After a week of curing, we ripped off the form, poked our giant steel bar under it, and barely barely managed to flip it over to look at what we had — I was afraid that the weight of the concrete would have completely collapsed the plastic corrugated material. Instead the “front face” was a perfectly even wavy form with an incredibly smooth surface. The concrete was still “wet” so it was dark and deep and it looked like a beautiful object…albeit a half-ton object of beauty. [To calculate its weight yourself, concrete is generally 145 pounds a cubic foot…]

There, across the driveway from what became our new back door, the object sat through the fall, and into the winter as the construction continued, as the installation point for the object kept being pushed back.

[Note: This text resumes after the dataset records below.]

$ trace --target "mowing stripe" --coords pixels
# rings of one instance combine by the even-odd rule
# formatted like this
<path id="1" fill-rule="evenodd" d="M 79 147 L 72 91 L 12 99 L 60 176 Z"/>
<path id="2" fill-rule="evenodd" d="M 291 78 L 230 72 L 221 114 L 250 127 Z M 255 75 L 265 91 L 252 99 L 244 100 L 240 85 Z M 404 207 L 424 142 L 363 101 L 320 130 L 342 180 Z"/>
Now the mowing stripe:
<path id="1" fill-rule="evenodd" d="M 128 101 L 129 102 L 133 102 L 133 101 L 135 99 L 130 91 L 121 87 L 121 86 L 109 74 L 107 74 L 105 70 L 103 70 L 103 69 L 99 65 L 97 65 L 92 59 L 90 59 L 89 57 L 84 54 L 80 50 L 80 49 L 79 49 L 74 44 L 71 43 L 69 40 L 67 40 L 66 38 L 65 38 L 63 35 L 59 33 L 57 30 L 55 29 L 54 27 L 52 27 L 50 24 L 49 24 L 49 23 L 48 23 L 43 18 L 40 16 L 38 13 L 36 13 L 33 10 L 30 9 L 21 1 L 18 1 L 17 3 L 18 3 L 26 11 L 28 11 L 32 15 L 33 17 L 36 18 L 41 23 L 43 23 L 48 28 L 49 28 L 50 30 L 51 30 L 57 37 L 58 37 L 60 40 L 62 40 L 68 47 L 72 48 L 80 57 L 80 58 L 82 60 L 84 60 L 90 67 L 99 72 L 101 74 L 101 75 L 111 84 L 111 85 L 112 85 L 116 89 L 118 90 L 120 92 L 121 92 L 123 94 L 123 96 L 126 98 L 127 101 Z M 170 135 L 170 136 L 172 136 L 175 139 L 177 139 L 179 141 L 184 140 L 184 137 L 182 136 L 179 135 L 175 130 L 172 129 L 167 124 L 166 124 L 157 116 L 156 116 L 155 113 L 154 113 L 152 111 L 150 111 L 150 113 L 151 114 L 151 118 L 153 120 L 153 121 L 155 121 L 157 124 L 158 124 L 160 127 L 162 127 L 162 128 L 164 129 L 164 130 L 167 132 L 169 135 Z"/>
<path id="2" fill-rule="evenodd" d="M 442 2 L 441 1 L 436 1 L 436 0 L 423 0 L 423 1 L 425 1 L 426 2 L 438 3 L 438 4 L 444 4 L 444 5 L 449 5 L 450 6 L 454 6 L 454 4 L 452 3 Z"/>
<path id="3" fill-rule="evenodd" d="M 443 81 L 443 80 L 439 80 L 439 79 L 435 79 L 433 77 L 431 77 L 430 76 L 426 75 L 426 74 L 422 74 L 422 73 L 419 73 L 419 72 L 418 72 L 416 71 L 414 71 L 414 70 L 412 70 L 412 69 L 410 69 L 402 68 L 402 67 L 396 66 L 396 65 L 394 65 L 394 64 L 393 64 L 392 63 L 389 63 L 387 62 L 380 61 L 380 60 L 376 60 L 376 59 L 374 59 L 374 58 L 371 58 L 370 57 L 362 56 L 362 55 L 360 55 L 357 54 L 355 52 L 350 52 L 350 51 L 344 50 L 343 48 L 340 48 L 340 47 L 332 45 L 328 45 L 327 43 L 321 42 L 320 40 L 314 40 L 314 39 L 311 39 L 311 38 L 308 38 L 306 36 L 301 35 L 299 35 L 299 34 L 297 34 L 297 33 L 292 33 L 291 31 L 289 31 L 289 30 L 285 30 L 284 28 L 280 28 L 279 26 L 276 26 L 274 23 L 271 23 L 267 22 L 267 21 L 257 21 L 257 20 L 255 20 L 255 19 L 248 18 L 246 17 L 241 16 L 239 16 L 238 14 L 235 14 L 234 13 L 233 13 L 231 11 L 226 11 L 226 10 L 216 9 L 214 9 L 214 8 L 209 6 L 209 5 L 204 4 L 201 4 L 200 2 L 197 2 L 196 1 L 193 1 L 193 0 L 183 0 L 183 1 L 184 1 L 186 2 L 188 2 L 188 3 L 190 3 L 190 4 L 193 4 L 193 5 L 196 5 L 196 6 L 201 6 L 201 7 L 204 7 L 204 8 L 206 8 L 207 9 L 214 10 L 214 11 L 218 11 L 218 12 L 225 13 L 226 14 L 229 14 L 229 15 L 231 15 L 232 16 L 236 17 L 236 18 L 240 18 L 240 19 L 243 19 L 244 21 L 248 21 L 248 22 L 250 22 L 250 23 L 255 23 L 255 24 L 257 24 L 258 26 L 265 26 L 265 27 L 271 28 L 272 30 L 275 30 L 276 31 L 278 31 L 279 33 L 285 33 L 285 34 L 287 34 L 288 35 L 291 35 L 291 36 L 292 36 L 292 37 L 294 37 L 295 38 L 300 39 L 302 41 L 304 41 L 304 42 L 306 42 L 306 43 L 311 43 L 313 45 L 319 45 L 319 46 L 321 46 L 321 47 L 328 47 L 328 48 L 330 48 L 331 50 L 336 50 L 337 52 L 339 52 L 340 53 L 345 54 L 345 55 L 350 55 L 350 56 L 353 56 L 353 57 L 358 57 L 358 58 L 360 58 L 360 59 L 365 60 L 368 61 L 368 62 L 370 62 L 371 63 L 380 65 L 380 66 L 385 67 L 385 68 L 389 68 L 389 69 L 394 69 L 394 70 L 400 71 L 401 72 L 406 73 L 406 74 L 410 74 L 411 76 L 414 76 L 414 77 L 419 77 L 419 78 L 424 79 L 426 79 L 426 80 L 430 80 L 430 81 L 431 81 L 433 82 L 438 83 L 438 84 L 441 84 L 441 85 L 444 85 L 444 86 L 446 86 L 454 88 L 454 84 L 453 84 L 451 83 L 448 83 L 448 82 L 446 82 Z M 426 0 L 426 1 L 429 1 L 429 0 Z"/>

Finally we had a plan: the masons would build a concrete block wall to form the back of a pantry, as well as to add thermal mass to the space. On the end of that wall we would put the object.
The masons built the wall last week, but the object remained frozen to the ground. When the masons took their pry-bars to it last Friday, they couldn’t budge it. But weather reports predicted a warm spell (“possibly above freezing!”) over the weekend, so we agreed to keep trying to pop it off the turf as it warmed up. Sunday morning, with the air temperature in the forties, I poured three buckets (15 gallons) of hot water onto the slab as the sun came up and fell on the slab. A few hours later I leaned on a steel bar wedged under the object and it suddenly but surprisingly easily GAVE. I quickly dragged Alison outside so that we could get it up off the frozen ground and ready for the masons to move it inside for installation.
Today the masons arrived at 7am as promised, and immediately set to drilling six holes through the object for bolts that would fix it to the concrete block wall. Once the holes were drilled and the edges were cleaned up they got the object moving toward the sun room on steel rollers.
I helped them move in through the door (without destroying the trim work!) and into the sun room, then retrieved a bunch of old beam sections that we have in the barn. We used the beams to create a crib work below the object, lifting it six inches at a time until we could lean it down at about 30 degrees above the floor. At this point we couldn’t build a crib-work strong enough to allow it to lean any higher, so the four of us got behind it and pushed. One two three UP it went, but not fast, and I had a brief thought of where I could go if the bottom gave way. It didn’t and we got it vertical.
Back and forth we carefully twisted it, a pivot on one corner, careful not to whack the glass block corner along side which the object would stand. We quickly got it set two inches in front of the spot, and then bit by bit, with some careful prodding with the pry bar, we convinced the slab to back into the exact space. From there the masons drilled matching holes into the concrete wall, inserted threaded rods, and bolted the object fixed vertically in our space facing the morning sun. Dancing bones will need to come next.
Very cool – or warm.
Did the masons think y’all are daft?
It would be way cool if at some point you could replace the bolts with “star anchors” or some such decorative thing.